Pratyush Das is a current IRIS-HEP fellow and CoDaS-HEP attendee, working with Princeton physicist Jim Pivarski this summer.

“I am actually an undergraduate, perhaps the only one attending this school,” said Das, a student at the Institute of Engineering & Management in Kolkata, India.

“Hearing about the discovery of the Higgs Boson when I was in middle school was one of the primary events that pushed me towards high energy physics,” Das said. “As an IRIS-HEP fellow, I am currently working on uproot, an implementation of the ROOT software framework in purely Python and the numerical computation library numpy. It has been a huge success with over 15,000 downloads. After speaking to a lot of participants at the school, most told me that it was something they kept in their toolset.”

Asked what stands out as one of the major benefits of the summer school, Das replied, “Being able to freely interact with stalwarts in the field who were invited to give talks is something that wouldn’t normally be possible.”

Andrea Delgado, a Ph.D. candidate in high energy physics at Texas A&M, agreed that the program was well worth attending. “My research team at my home university specializes in jet reconstruction,” she said. “Jets are very abstract objects that are reconstructed from the quarks and gluons resulting from the high energy proton-proton collisions at hadron colliders. Identifying the particles that compose them and writing the algorithms that cluster those particles is a very challenging task and therefore very computationally intensive.”

“That's why I am interested in the computational tools that are available to particle physicists,” Delgado said. “We usually don't get the proper experience in software development. CoDaS-HEP school organizers did a great job in selecting the topics of the school, and bringing in experts in programming and physicists who created tools specifically tailored to HEP. The hands-on exercises really helped the newly acquired information to really sink in. It was a very intense week but it was also nice to be able to collaborate with the other students in solving the exercises that the professors assigned. “

3 researchers talk to each other

From left: Hugo Becerril, Ph.D. candidate at The University of Illinois at Chicago, and Andrea Delgado, Ph.D. candidate at Texas A&M, in conversation with Princeton’s Peter Elmer.  

To support the hands-on exercises at CoDaS-HEP and other training events, the IRIS-HEP team at the University of Chicago developed a scalable web-based machine learning platform.
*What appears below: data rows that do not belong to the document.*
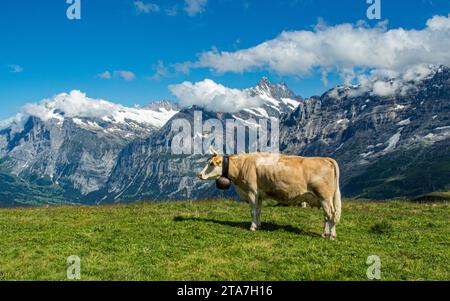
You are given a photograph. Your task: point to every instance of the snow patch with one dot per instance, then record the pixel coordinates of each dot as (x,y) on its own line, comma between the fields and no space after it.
(405,122)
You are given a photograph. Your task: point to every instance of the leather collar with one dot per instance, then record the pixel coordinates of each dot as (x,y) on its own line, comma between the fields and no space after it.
(225,166)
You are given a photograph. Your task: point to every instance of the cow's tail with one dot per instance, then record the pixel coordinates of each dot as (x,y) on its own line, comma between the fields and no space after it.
(337,204)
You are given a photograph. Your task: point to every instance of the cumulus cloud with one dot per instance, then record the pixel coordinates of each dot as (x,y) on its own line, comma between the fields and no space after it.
(146,8)
(385,83)
(340,48)
(126,75)
(194,7)
(15,68)
(160,71)
(77,104)
(105,75)
(123,74)
(214,97)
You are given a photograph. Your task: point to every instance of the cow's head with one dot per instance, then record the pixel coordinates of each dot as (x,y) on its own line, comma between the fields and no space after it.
(213,168)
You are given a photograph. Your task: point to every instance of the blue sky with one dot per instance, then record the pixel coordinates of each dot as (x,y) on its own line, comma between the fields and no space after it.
(42,53)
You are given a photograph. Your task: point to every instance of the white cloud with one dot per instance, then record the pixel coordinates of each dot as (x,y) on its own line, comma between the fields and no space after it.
(123,74)
(341,48)
(15,68)
(172,11)
(214,97)
(160,71)
(126,75)
(385,83)
(77,105)
(105,75)
(194,7)
(146,8)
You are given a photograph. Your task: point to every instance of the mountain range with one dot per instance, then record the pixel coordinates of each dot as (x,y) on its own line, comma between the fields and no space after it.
(391,137)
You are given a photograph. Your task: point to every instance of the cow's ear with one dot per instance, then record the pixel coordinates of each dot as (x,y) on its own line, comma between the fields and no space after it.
(212,151)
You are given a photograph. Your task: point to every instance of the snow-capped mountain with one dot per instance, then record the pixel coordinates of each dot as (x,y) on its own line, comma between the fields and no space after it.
(96,115)
(391,139)
(277,100)
(71,142)
(391,136)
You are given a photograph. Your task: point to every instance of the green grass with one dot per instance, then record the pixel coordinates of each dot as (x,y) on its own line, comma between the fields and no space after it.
(211,241)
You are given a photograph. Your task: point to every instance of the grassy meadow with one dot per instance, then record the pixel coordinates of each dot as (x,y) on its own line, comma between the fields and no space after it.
(210,240)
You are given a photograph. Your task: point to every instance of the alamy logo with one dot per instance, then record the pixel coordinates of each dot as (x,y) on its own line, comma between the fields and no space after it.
(74,269)
(74,10)
(374,270)
(233,137)
(374,10)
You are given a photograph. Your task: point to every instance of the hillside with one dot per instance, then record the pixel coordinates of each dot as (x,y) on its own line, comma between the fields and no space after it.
(210,241)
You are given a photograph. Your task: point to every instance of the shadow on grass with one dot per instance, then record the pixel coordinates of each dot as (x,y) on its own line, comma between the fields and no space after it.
(246,225)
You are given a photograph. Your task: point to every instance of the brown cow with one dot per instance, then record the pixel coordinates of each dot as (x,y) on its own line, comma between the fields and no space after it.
(284,178)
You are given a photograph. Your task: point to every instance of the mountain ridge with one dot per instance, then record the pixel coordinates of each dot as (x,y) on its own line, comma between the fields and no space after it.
(371,131)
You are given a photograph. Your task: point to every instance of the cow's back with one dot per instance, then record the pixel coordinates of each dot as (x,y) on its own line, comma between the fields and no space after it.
(286,178)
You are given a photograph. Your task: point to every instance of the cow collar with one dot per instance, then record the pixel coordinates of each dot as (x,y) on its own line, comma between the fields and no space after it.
(225,166)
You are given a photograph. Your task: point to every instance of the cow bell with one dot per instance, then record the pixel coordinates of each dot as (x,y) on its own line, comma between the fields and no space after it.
(223,183)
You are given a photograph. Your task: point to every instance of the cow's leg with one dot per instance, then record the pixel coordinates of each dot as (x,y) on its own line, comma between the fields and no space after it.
(332,226)
(328,216)
(255,211)
(326,228)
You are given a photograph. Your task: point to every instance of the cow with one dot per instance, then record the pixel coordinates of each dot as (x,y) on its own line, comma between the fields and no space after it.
(284,178)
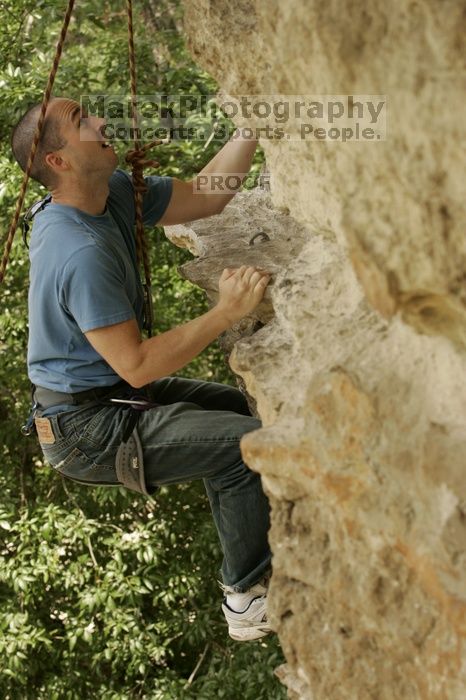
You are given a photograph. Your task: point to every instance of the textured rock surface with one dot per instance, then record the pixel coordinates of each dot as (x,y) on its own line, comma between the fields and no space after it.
(360,369)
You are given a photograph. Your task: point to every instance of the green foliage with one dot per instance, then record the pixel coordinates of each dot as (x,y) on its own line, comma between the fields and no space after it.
(104,594)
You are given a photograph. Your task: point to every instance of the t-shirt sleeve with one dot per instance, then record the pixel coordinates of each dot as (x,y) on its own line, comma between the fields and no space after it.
(157,198)
(92,289)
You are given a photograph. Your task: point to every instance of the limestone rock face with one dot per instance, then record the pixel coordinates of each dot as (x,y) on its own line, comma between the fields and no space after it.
(357,356)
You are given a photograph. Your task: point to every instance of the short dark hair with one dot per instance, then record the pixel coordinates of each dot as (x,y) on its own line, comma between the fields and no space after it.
(50,140)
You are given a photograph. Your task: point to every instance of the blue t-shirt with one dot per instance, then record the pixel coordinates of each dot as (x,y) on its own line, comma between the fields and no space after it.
(83,276)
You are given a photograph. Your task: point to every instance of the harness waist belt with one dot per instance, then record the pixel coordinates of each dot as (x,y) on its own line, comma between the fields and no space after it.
(47,397)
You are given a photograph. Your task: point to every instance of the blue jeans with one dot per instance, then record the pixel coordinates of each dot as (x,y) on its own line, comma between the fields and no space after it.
(193,434)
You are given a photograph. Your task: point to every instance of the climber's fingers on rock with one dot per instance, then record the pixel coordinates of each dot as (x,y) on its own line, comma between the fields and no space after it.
(227,272)
(261,284)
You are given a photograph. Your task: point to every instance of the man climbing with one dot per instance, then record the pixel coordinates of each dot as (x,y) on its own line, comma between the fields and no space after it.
(95,377)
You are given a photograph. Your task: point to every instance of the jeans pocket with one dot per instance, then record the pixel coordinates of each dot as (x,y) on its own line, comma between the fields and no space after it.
(79,467)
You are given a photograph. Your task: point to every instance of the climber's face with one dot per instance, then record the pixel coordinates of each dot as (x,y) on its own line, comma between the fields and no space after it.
(85,152)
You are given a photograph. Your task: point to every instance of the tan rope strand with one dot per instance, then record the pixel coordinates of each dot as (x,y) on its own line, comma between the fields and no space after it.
(37,135)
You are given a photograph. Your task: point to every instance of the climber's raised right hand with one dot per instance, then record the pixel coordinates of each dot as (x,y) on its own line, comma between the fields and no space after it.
(241,290)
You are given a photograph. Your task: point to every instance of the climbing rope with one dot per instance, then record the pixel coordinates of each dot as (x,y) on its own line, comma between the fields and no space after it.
(136,158)
(37,135)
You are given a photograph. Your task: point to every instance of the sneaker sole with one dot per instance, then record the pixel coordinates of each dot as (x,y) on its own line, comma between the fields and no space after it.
(247,635)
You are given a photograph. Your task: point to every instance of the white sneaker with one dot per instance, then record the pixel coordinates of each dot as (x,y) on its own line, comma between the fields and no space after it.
(252,622)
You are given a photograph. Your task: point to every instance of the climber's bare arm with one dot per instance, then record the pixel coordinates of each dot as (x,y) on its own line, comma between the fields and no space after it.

This provided a science gateway to CPU and GPU resources available from the Pacific Research Platform, an NSF-supported computing cyberinfrastructure in California.  Thirty-four nodes, each with two Nvidia 1080 Ti processors, were accessed by 55 students and lecturers working through a 14 module minicourse in PyTorch, an open source machine learning framework.

Said Elmer, looking ahead to IRIS-HEP’s growth and the goals for next year’s CoDaS-HEP summer school, “We are doing this because the success of the next phase of this global scientific project depends in part on whether we have the necessary tools to analyze data on an increasingly massive scale.

“Fundamentally this relies on having people with the sophisticated skills to build these advanced software tools. We need to invest today to make sure have both the software tools and the skilled people we need to continue the search for physics beyond the Standard Model and, should it be discovered, to study its details and implications. I think we’ll be ready.”